Radiography (specifically, x-rays) has long been a valuable tool for diagnosing a range health issues. From broken bones and dental cavities, to pneumonia and concussion syndrome. Digital radiography can be viewed as the logical evolution from analog materials to a computer-based technology that accomplishes the same goal – but does so faster, safer, and for a lower cost.
How Digital Radiography Compares to Film X-Rays
The physical process for digital radiography is actually similar to traditional dental X-rays that use film. Your dentist gently places a sensor into your mouth to capture images of your teeth. But, that’s where the similarities between conventional and digital dental X-rays end. Although it resembles the film used for bitewings and other X-rays, the digital sensor is electronic and connected to a computer. Once the X-ray is taken, the image is projected on a screen for your dentist to view.
From a purely ecological point of view, not only does a digital X-ray greatly reduce material waste, it also doesn’t require the use of potentially harmful chemicals to process images.
The equipment used exposes dental patients to much less radiation. In fact, digital X-rays use up to 90 percent less radiation than film X-rays. While conventional dental X-rays are still relatively safe, digital radiography is an excellent option for those who take X-rays on a regular basis or for those who are concerned about radiation.

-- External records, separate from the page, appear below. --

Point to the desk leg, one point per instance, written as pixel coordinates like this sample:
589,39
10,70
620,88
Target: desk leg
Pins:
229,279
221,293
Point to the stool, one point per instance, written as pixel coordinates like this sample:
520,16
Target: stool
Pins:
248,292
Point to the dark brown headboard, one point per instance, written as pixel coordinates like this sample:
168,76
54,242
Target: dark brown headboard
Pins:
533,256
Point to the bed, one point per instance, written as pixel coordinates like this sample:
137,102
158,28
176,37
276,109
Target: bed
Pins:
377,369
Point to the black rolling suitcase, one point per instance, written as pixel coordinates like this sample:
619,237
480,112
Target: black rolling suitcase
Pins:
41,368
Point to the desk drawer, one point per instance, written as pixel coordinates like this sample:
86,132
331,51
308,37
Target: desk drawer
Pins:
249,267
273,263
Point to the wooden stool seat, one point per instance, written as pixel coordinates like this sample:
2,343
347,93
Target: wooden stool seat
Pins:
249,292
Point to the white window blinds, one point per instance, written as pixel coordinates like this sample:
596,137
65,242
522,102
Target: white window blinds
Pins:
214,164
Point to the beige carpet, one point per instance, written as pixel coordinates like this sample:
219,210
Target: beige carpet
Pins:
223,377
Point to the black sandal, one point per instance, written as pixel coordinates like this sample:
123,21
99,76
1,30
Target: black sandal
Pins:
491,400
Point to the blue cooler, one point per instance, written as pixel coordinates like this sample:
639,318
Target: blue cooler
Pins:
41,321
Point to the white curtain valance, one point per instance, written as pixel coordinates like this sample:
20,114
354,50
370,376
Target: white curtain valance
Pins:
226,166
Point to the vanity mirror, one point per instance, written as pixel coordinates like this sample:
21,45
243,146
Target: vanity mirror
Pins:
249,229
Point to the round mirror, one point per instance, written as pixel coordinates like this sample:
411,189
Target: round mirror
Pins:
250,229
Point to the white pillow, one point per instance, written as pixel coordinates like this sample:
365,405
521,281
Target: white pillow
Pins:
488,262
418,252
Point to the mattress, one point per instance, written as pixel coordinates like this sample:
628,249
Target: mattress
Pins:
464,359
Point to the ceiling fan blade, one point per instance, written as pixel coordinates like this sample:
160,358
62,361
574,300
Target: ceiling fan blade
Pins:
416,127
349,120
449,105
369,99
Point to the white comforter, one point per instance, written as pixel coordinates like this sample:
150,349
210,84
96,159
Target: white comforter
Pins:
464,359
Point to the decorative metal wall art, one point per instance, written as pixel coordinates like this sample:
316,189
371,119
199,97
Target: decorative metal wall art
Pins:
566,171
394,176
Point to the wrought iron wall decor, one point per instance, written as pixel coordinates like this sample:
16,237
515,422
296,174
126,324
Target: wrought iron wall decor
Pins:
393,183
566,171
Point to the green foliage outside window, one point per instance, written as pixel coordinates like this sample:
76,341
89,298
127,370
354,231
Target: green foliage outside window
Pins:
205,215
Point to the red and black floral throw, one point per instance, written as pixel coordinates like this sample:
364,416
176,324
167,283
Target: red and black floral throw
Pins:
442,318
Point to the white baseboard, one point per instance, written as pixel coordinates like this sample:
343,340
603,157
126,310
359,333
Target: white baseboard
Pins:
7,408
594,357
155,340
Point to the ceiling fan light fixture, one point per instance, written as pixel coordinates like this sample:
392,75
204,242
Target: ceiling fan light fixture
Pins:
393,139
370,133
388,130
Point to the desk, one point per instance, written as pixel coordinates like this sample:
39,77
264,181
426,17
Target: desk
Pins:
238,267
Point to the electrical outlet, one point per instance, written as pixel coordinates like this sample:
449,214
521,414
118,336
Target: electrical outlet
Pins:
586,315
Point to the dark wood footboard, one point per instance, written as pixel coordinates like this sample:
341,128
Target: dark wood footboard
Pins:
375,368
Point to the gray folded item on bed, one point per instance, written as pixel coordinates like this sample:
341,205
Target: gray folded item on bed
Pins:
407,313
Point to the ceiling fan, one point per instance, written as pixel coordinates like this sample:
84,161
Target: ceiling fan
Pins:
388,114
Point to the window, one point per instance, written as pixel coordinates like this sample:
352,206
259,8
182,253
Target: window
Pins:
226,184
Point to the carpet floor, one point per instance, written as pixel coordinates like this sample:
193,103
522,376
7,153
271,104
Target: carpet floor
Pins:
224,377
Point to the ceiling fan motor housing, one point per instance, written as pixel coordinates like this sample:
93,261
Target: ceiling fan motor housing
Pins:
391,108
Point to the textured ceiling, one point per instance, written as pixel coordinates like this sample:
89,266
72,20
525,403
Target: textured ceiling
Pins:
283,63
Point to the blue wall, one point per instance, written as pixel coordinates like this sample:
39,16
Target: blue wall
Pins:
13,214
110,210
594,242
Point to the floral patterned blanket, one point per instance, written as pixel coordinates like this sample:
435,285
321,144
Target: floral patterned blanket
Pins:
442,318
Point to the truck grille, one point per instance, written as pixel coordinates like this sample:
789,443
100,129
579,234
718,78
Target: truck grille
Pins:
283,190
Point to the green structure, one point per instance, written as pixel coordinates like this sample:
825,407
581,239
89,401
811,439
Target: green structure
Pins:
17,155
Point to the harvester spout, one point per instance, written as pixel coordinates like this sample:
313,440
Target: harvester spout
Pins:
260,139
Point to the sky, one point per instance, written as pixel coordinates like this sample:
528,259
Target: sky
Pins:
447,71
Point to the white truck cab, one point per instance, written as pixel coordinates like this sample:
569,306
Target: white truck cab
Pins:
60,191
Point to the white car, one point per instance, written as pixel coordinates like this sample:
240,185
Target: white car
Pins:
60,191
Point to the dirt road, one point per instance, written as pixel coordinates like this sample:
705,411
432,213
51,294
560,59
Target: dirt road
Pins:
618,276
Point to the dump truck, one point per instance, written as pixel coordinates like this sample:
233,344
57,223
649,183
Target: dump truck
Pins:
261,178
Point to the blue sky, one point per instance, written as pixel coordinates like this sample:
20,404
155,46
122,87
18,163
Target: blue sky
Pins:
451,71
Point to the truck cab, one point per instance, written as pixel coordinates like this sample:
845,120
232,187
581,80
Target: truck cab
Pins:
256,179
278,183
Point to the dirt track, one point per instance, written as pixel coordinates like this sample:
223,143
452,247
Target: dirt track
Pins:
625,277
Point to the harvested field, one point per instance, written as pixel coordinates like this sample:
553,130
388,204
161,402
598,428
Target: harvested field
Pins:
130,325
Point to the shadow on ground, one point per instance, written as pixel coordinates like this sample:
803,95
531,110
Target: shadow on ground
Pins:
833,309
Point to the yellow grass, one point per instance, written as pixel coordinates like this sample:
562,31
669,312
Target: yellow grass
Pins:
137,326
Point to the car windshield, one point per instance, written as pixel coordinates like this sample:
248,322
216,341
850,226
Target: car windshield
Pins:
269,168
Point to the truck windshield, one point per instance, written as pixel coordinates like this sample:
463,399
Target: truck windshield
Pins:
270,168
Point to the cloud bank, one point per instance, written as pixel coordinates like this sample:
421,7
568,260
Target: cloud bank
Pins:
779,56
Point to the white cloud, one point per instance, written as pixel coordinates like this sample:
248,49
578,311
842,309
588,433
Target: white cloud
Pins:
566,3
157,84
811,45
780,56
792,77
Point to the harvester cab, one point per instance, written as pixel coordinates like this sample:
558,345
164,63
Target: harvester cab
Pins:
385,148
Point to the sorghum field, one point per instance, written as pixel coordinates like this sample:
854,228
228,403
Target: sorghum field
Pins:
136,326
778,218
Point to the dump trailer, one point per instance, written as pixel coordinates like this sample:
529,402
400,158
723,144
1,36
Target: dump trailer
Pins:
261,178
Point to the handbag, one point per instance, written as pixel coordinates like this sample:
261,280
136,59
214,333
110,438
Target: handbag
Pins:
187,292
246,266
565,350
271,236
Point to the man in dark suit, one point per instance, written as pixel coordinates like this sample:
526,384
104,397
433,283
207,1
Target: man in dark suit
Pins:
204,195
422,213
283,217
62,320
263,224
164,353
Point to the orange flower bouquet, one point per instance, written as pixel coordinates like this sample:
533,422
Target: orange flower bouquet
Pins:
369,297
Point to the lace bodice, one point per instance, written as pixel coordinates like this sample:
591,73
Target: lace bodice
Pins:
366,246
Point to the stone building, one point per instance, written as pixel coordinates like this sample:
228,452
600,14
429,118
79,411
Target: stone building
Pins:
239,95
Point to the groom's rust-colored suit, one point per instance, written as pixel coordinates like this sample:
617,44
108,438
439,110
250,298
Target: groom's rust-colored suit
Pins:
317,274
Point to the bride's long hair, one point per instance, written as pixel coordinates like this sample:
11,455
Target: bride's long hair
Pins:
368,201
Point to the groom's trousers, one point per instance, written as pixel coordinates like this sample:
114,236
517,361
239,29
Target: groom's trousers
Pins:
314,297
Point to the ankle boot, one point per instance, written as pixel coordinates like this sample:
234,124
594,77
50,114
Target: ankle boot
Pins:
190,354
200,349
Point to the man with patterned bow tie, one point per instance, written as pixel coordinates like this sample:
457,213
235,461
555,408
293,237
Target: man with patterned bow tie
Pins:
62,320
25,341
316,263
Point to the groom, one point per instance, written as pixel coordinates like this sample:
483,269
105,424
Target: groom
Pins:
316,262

Vatech Green X Digital X Rays
The Green X is an advanced digital X-ray imaging system that incorporates pano, ceph (Optional), CBCT and model scan. It provides high quality images with lower radiation by combining image processing with Vatech’s extensive experience in the dental imaging field. This will improve your diagnostic accuracy, which will lead to increased treatment planning and patient satisfaction.
Large Single Scan FOV
The Green X offers a range of selectable fields of view. The Multi FOV option allows users to select the optimum FOV mode while minimizing exposure to areas that are not in the region of interest. The selection includes the following FOV sizes for diagnostic needs: 18×15, 16×9/16×11, 12×9, 8×8, 8×5, 5×5 and 4×4. These options cover the full arch region, sinus and left/right TMJ, and suits most oral surgery cases and multiple implant surgeries.